Lecteur : économisez votre argent. L’écart entre ce qui est promis et ce qui peut être atteint est énorme, si énorme qu’il a attiré l’attention périodique d’organismes de protection des consommateurs tels que la Federal Trade Commission. Ce qui est prétendu ne peut être vrai étant donné les faits de base concernant les yeux et les textes. À moins de redéfinir la lecture comme le fait de tourner rapidement les pages, en supprimant la partie concernant la compréhension, les gens sont aussi susceptibles de lire des milliers de mots par minute que de courir plus vite que la vitesse de la lumière.

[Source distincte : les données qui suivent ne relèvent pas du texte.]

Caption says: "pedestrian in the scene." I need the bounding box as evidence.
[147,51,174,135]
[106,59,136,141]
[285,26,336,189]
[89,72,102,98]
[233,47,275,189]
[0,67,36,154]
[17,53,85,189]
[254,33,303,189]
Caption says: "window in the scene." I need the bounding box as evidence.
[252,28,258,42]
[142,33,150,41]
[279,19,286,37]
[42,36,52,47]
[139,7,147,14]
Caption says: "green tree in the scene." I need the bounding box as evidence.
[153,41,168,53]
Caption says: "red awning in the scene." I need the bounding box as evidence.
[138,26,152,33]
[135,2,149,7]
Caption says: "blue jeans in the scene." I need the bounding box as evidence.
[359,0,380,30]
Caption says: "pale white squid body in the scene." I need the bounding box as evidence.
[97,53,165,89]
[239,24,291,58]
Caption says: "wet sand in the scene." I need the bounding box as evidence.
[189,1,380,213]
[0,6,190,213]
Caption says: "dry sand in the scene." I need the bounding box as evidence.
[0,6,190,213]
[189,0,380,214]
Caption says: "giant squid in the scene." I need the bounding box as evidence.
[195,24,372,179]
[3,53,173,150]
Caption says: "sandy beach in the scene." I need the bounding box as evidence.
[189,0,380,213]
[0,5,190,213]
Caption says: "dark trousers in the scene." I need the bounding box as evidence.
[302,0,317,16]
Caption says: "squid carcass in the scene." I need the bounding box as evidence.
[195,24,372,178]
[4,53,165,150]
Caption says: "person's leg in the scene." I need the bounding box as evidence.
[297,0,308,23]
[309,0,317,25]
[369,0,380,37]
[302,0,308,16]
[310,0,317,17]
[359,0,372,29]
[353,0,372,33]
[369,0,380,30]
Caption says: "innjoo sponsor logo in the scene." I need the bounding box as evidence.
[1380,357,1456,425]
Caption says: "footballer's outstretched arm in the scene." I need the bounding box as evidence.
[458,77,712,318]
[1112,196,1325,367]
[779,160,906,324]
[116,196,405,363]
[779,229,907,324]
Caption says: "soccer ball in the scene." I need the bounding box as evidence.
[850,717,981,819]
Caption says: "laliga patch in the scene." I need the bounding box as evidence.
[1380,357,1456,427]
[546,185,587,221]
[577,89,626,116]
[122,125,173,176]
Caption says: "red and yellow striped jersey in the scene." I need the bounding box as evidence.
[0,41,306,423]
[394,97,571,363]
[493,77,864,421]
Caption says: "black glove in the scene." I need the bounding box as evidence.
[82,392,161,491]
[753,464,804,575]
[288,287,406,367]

Il existe un moyen simple et garanti d’augmenter la vitesse de lecture : l’écrémage. Il existe un sens trivial dans lequel ces textes sont lus rapidement, mais très peu sont compris. Nous devrions appeler cela Quote-Unquote Reading ou Sorta Reading plutôt que speed reading.
Le Saint Graal est d’augmenter la vitesse de lecture sans sacrifier la compréhension. Comme l’a dit Woody Allen dans une blague, « J’ai pris un cours de lecture rapide et j’ai lu ‘Guerre et Paix’ en vingt minutes. Cela concerne la Russie ». Pour éviter les connotations négatives qui se sont attachées à l’étiquette « lecture rapide », les systèmes sont commercialisés sous les noms de « lecture puissante », « lecture rapide révolutionnaire », « méga-lecture » et « dynamique de lecture pour la vitesse, la compréhension et la rétention ». Ces systèmes recyclent les mêmes méthodes, en changeant l’emballage. Les méthodes plus récentes utilisent des technologies basées sur l’écran (ordinateurs, pads, smartphones) pour modifier la façon dont le texte est présenté.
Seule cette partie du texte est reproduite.